In many ways, the pace and pattern of internet adoption in India seem to mirror the process of urbanisation which has been equally feverish for longer. The prospects of efficiency, connectivity and progress have driven urban migration, and are the drivers of digital migration as well. A citizen experiencing in-situ urbanisation is similar to a digital native experiencing swift and inexorable technological change. Finding itself amidst such fundamental transitions, the Indian State is trying to discover legitimate levers of regulatory control, balancing consumer aspirations with the security and stability of the digital ecosystem.
This balancing act is going to be particularly hard when it comes to regulating device ecosystems. Smartphones are at the epicentre of consumer aspirations, with low-cost Chinese brands accounting for nearly 60 percent of the Indian smartphone market. These brands manage to offer hardware specifications comparable to higher-end smartphones and remain profitable despite unfavourable customs duties for equipment imports and lack of a localised components base. But there is a trade-off. Specifically, low-cost brands derive their margins by bundling applications, operating systems, and user consent – a combination that facilitates cross-subsidisation at the cost of ecosystem integrity, as explained below.
Firstly, many low-cost smartphone brands pre-bundle third-party applications that range from news aggregators to social media services. Such pre-installed software, also called “bloatware” in technology circles, not only takes up an asymmetric amount of processing memory relative to functionality, it often creates ecosystem vulnerabilities. For instance, according to a Pew Research Center study, the most common permission sought by application providers is to access information related to Wi-Fi connections. Such requests can enable access to device data from an entire network, with only one user’s permission. Digital advertising, unfortunately, thrives on such unethical collection of data. And the companies that make data-collection applications, in turn, cross-subsidise device makers. This grand-bargain of pre-bundling deprives users of any choice in the matter.
A second challenge is the prevalent practice of pre-bundling of older generation operating systems (OS) on low-cost smartphones. Again, owing to their own unit economics, smartphone makers often make important qualitative choices of behalf of unsuspecting users. This is problematic because low-cost devices running old software on cheap chipsets, often form the weakest link in interconnected digital communications ecosystems. This challenge is exacerbated by the fact that a single OS provider accounts for 90 percent of the mobile-OS market in India. Earlier this year, a comprehensive study by German researchers found that low-cost smartphone brands running this OS often failed to update relevant software patches that guarantee user-security.

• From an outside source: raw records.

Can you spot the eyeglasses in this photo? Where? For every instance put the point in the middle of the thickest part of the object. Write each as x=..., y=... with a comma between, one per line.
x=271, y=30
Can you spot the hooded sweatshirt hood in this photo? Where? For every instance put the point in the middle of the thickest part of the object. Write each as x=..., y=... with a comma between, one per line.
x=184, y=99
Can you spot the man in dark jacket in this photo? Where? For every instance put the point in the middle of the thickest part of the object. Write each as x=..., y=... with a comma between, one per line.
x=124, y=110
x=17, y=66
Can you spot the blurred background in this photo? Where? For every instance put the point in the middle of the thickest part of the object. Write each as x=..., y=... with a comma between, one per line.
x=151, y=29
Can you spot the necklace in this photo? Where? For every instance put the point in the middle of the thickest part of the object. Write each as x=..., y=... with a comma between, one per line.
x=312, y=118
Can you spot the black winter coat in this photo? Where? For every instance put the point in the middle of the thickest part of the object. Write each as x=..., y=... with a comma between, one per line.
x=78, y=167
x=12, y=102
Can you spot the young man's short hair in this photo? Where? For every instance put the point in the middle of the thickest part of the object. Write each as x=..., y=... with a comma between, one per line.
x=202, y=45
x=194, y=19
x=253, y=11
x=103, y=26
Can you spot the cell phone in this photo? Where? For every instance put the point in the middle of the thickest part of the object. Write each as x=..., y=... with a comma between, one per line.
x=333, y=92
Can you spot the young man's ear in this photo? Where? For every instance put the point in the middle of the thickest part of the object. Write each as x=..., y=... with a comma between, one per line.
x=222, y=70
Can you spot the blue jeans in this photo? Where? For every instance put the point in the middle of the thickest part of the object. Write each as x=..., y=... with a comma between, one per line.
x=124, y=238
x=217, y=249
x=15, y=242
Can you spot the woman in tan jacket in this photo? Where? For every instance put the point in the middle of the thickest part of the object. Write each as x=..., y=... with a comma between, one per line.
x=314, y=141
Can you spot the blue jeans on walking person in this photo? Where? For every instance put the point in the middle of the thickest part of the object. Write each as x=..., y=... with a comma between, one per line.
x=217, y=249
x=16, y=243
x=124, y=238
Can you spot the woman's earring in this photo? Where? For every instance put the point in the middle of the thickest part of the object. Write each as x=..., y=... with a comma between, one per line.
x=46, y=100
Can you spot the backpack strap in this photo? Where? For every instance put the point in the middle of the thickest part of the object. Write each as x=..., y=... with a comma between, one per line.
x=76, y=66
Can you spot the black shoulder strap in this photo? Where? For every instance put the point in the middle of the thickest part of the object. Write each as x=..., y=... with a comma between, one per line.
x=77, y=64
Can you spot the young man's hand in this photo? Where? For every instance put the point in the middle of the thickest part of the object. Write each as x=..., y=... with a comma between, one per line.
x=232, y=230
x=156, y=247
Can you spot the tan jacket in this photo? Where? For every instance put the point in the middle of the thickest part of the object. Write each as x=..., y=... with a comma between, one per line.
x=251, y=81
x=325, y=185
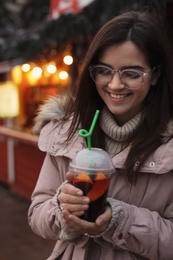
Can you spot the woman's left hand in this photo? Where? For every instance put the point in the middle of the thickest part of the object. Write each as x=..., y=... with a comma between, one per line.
x=83, y=226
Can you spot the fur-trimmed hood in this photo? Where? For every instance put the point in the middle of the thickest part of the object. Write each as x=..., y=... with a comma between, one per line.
x=54, y=109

Additionally, there is little monetary incentive for OS providers to indefinitely support their old products. Low-cost device manufacturers, on the other hand, benefit from installing old systems, which are naturally cheaper as the level of support offered by OS providers is minimal. Indians have already suffered significant financial harm owing to the prevalent use of outdated OS on ATM machines. Consequently, the Reserve Bank of India mandated “immediate action” to control vulnerabilities from unsupported versions of OS running on ATMs, in June this year.

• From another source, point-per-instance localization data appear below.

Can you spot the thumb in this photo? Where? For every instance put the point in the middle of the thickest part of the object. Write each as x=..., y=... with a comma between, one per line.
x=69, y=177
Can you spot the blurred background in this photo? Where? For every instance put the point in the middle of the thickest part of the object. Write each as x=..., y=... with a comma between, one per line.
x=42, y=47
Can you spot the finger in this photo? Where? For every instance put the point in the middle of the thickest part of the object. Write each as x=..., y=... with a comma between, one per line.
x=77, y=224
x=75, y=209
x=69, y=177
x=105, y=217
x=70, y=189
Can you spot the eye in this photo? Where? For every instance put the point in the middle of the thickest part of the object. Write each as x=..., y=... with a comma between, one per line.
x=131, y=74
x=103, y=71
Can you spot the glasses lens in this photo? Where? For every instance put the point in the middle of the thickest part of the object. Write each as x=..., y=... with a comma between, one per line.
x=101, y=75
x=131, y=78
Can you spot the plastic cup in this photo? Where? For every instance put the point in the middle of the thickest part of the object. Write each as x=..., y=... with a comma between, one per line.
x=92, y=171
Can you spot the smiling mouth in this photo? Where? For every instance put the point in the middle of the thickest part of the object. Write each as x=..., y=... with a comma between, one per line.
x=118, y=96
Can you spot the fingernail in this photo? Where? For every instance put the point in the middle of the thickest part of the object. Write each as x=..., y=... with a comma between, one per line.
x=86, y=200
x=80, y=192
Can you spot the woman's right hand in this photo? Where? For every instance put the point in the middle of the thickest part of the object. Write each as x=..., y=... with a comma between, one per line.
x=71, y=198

Lastly, some smartphone manufacturers bundle the consent provided by users while first accessing their devices, with blanket permissions given to pre-bundled software, aggravating the aforementioned risks. India’s imminent data protection law is expected to mandate separation of such consent requests from the standard device-level service terms and conditions. Although this is a commendable step, it may not reduce take-it-or-leave-it consent propositions. This is because consumers tend to value convenience over security, expecting established brands to underwrite their security.
It is evident that disallowing pre-bundling practices may lead to higher costs being passed on to consumers. This may not be a politically acceptable outcome. Therefore, India must rely on setting requisite quality standards for smartphones. Several international templates exist for this, such as ISO-approved Common Criteria standards. However, the sheer pace of digital adoption means that enforcement of such standards will remain challenging until the requisite testing infrastructure is developed. In fact, implementation of a comprehensive regime for mandatory certification and testing of smartphones and other devices, envisioned by the Department of Telecom, has been inordinately delayed owing to this infrastructural gap. This is an opportunity for building deeper public-private partnerships for Digital India, much like Smart-Cities, and scaling up testing infrastructure. Industry must participate meaningfully in building such capacity, a process that perhaps remains contingent on the State articulating a multi-stakeholder approach towards digital economy regulation.
Vivan Sharan is a Partner at Koan Advisory Group, New Delhi. The views expressed here are personal.